Public school students and teachers: It’s not enough to make up for the fact that they’ll be going back to school in two weeks, but Gov. Tom Wolf’s announcement that the PA Department of Education will be reducing the amount of time spent on the PSSAs – the standardized tests that have cannibalized classroom time from actual learning for years – is welcome news.

Josh Shapiro: Continuing in the good academic news vein, the AG proposed a $6.7 million settlement with the defunct investment firm holding the educational debt of for-profit colleges like the notorious Corinthian Colleges.

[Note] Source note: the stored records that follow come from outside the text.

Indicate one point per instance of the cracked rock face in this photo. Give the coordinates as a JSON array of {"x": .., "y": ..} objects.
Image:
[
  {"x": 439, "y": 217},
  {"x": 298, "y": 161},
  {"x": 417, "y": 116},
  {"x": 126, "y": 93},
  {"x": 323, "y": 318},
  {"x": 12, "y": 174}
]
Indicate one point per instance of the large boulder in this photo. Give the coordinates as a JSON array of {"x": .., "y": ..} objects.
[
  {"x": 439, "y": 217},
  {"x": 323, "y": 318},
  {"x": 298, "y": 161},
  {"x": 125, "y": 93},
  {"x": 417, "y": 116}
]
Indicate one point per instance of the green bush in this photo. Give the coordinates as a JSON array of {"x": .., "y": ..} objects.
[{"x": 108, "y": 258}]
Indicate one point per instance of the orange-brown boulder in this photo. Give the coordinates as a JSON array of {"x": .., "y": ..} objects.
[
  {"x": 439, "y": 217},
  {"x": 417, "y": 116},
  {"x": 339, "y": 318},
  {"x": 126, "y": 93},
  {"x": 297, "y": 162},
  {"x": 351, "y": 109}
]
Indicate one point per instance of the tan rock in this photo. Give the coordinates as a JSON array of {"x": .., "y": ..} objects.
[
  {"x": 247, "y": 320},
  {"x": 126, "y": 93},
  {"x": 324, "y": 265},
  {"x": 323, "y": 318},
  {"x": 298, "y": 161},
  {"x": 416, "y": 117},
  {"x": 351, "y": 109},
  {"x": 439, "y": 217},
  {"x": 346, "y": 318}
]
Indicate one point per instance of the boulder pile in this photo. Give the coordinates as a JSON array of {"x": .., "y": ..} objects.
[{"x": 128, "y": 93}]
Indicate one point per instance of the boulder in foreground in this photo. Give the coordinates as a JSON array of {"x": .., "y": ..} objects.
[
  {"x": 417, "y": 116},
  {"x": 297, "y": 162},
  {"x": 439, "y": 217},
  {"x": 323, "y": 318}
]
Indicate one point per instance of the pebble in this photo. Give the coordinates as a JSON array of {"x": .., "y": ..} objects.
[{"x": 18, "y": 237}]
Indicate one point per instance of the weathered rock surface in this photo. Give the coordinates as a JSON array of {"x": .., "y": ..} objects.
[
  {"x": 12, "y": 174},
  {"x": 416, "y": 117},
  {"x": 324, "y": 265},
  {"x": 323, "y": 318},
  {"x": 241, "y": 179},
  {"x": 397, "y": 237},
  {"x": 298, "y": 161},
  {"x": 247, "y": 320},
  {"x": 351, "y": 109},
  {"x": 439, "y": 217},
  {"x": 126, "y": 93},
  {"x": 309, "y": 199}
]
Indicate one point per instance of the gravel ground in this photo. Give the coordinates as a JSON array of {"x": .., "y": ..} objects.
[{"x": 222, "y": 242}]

If agreed upon, it would free some 1,200 Pennsylvania residents from their debts incurred by enrolling in those institutions.

Teresa Miller: The commonwealth’s insurance commissioner was named acting Human Services secretary, putting her in charge of a 17,000-employee department with a budget in the tens of billions and in the crosshairs of numerous planned reductions by the Trump administration.

 

LOSERS

Daryl Metcalfe: In the aftermath of President Trump’s equivocation on condemning white supremacists, the Republican head of the PA House State Government Committee found himself under renewed fire for his 2015 decision to have Robert Vandervoort, a white supremacist, speak to the committee – and his subsequent defense of both his decision and Vandervoort’s beliefs.

Ed Pawlowski: Allentown’s embattled mayor got some more bad news this week when City Council passed a resolution to search for a lawyer to help expedite his ouster following his indictment on federal corruption charges.

John Maher: The state Rep. from Upper St. Clair waived his right to a preliminary hearing for his DUI arrest near the capital in July. He’s scheduled for formal arraignment in October.